EM 2008
Sanftere Sanktionssysteme
In der Schweiz laufen die Vorbereitungen für die EM 2008 – vor allem im Sicherheitsbereich: Der Strafenkatalog wird auf internationales Niveau gebracht. Doch einige der Massnahmen sind umstritten, die Fans protestieren – zum Teil erfolgreich

Achtung: Die Schweiz
Foto Valentin Jeck
Seit dem 1. Januar 2007 gilt in der Schweiz das so genannte „Hooligangesetz“. Es bietet die Grundlage für eine Datenbank, in der Personendaten für landesweite Stadionverbote registriert sind. Die Angaben bleiben bis zu zehn Jahre lang im Computer gespeichert. Weitere Massnahmen sind Platzverbote, Ausreisebeschränkungen, Meldeauflagen oder präventiver Polizeigewahrsam, wie man sie auch schon aus anderen Ländern kennt.
Fankreise hatten 2006 Unterschriften gegen das Hooligangesetz gesammelt. Die für eine Volksabstimmung benötigte Anzahl wurde zwar nicht erreicht, doch es etablierte sich eine neue Zusammenarbeit zwischen Fangruppen, die im vergangenen Sommer bereits zum Tragen kam. Da hatte die Swiss Football League nach einem übereilten Beschluss neue repressive Regelungen zum Saisonstart erlassen: Tickets für die Gästesektoren durften nur noch nach einem Identitätsnachweis verkauft werden. Die Fangruppierungen der meisten Klubs boykottierten daraufhin Auswärtsspiele ihrer Mannschaft. Da die Zahlen mitreisender Fans in der Schweiz sowieso eher gering sind, wirkte der Druck: Nach wenigen Spieltagen wurde der untaugliche Versuch abgebrochen.
Der Flop brachte einiges in Bewegung. Die Aktion der Fans führte den Klubleitungen die Abhängigkeit von den aktiven Anhängern vor Augen. In verschiedenen Vereinen wurden die Kontakte zwischen Vereinsführung und Fans daraufhin ausgebaut. So nimmt beim FC St.Gallen ein Fanvertreter regelmässig an den Sitzungen der Geschäftsleitung teil. Eines der Resultate dieser Gespräche ist ein sanfteres Sanktionssystem, damit nicht in jedem Fall gleich Stadionverbote ausgesprochen werden müssen.
Auch die Zusammenarbeit der Anhänger verschiedener Klubs setzte sich fort. Im März startete die Aktion „Fansicht“. Ziel ist es, die Auswirkungen des Hooligangesetzes zu dokumentieren und den Widerstand dagegen zu koordinieren.

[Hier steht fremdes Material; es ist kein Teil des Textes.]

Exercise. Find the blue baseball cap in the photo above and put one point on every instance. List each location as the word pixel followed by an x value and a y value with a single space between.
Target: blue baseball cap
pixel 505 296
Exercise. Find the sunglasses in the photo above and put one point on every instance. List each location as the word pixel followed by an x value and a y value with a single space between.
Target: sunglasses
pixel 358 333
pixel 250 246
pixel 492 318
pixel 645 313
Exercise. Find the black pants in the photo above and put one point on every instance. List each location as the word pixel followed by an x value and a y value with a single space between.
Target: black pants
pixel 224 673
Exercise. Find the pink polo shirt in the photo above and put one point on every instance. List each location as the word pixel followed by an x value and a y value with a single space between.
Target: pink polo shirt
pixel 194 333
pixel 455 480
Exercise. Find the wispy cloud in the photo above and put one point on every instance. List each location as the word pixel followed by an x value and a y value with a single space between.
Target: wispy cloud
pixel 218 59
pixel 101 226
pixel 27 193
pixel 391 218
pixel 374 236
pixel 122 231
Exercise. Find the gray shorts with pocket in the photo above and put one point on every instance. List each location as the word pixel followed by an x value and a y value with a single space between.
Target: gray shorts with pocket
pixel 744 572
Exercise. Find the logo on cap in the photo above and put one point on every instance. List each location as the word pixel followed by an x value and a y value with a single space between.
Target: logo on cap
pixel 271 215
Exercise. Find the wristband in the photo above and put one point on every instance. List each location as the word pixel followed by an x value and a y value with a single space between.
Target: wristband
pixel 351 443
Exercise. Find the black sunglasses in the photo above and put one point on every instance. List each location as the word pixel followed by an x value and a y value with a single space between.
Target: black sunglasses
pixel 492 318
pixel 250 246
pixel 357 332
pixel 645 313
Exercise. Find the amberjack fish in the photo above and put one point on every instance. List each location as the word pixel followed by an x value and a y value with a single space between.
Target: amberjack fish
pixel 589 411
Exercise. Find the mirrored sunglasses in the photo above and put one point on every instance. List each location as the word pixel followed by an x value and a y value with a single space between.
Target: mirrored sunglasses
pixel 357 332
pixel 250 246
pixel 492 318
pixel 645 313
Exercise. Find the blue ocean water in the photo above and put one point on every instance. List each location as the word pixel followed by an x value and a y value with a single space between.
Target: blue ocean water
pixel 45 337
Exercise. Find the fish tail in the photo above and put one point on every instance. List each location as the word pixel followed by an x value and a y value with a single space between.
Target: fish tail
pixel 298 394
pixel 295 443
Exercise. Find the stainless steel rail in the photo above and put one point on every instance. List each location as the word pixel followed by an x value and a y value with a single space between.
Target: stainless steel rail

Die Aktion wird getragen von den Fangruppen der wichtigsten Klubs, dabei sind etwa die Südkurve des FC Zürich oder die Muttenzer Kurve des FC Basel. Plattform ist eine Internet-Homepage unter der Adresse www.fansicht.ch. Dort finden sich unter der Rubrik „Grobe Fouls“ konkrete Erfahrungen mit der neuen Repression im Stadionalltag. Die ersten dort gesammelten Beispiele zeigen das Hauptproblem des neuen Gesetzes: Es gibt kaum Möglichkeiten, sich gegen unberechtigte Stadionverbote zu wehren – eine Tatsache, gegen die auch die Fans in Deutschland seit einiger Zeit angehen. „Fansicht“ fordert deshalb ein unabhängiges Schiedsgericht, das strittige Fälle beurteilen soll.